A company called Email PI, for example, is marketing a software product that uses a phoney e-greeting to secretly installs surveillance or "spyware" on the receipient's computer.
Once an unsuspecting recipient opens the digital greeting, a key-logger begins copying passwords, recording instant messaging sessions, and copying e-mails. All that data is sent back to the Email PI client.
The Web site for Email PI even states it can record phone conversations if the subject has a voice modem attached to his or her computer. The site claims those conversations will be e-mailed to whoever is engaging in the surveillance.

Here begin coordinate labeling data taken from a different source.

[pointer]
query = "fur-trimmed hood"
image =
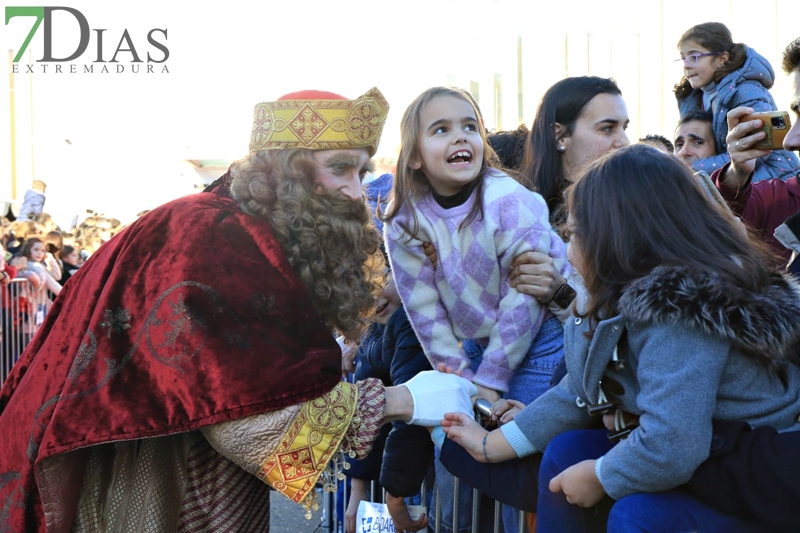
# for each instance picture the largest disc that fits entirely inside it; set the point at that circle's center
(765, 325)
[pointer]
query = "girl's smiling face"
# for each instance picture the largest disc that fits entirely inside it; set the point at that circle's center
(702, 73)
(450, 144)
(71, 258)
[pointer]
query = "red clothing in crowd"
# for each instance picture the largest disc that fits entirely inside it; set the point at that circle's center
(764, 206)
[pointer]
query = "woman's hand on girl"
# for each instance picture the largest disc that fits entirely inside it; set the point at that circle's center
(504, 411)
(579, 484)
(534, 273)
(463, 430)
(487, 393)
(741, 141)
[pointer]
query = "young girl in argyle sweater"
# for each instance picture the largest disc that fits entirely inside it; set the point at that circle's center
(478, 219)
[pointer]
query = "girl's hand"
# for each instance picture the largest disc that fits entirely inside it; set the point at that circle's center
(534, 273)
(463, 430)
(504, 411)
(741, 140)
(579, 484)
(487, 393)
(401, 517)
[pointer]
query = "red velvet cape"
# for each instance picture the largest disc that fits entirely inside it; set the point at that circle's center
(189, 317)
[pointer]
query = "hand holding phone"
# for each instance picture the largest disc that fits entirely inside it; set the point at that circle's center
(776, 124)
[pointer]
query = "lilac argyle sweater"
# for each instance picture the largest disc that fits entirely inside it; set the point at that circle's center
(468, 295)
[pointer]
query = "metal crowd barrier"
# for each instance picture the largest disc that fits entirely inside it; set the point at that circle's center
(22, 311)
(331, 524)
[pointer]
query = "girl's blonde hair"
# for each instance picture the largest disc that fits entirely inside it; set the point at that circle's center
(410, 182)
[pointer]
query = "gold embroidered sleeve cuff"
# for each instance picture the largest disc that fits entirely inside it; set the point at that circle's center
(312, 440)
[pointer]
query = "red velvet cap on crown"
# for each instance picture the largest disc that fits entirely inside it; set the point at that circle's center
(320, 120)
(312, 95)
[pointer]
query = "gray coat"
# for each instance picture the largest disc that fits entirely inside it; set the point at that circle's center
(747, 86)
(692, 348)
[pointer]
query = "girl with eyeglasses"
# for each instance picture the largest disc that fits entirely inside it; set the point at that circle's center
(720, 75)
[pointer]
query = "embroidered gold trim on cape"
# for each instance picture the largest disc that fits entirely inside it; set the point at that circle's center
(320, 124)
(310, 443)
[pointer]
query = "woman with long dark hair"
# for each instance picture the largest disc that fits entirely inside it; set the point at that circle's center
(685, 323)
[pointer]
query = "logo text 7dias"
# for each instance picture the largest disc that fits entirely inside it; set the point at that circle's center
(144, 53)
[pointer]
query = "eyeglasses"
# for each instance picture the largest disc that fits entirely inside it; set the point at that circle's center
(693, 59)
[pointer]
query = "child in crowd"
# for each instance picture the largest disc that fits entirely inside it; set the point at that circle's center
(478, 219)
(34, 250)
(53, 243)
(391, 352)
(720, 75)
(447, 193)
(70, 260)
(685, 323)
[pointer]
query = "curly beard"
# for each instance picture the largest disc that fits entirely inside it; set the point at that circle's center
(329, 240)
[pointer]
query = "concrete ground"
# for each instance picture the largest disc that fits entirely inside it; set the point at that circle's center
(289, 517)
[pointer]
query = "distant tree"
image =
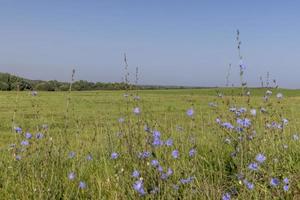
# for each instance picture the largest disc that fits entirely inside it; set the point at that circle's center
(3, 86)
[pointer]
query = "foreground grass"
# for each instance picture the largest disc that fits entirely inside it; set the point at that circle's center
(89, 126)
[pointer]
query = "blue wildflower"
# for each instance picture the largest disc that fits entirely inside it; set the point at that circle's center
(135, 174)
(145, 154)
(260, 158)
(139, 187)
(286, 188)
(72, 154)
(18, 130)
(154, 163)
(226, 196)
(121, 120)
(169, 172)
(253, 166)
(175, 154)
(187, 180)
(192, 152)
(18, 157)
(89, 157)
(169, 142)
(295, 137)
(82, 185)
(248, 184)
(227, 125)
(274, 182)
(136, 111)
(39, 136)
(244, 122)
(160, 169)
(114, 155)
(157, 141)
(71, 176)
(190, 112)
(164, 176)
(156, 134)
(28, 135)
(25, 143)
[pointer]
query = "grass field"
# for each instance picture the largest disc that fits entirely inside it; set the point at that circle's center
(93, 146)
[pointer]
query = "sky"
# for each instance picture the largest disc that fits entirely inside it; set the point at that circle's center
(174, 42)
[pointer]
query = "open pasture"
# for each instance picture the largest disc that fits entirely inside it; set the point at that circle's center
(152, 144)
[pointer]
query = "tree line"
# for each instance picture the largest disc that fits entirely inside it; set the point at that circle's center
(10, 82)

SpyCop, a company that makes software to detect and removes spyware, says it is aware of the Email PI program and that its eponymous program will remove it from affected systems.
Greetings, You're Getting Pop-Up Porn
Other programmers are using the e-card phenomena to throw online advertisements for pornographic sites to the unsuspecting online surfer.
Security experts have recently discovered one such malicious marketing attempt with a trojan progam called Ortyc that arrives as an e-mail message, alerting the receiver that they have received an e-card at a bogus e-greeting card site.
The message links to the Web site, where a permission box pops up saying an extra program needs to be downloaded to view the card. Once that program is installed on the user's computer, it will pop-up advertisements for porn sites every time a user surfs the Web.
Anti-virus software makers have updated their programs to find and remove the Ortyc program.
There are still legitimate e-greeting cards out there, but overall, security experts say that users should take caution when opening such messages. As with any suspect e-mails, experts recommend that receivers of such e-greeting messages should personally contact the sender to verify that the e-mail was indeed sent by them."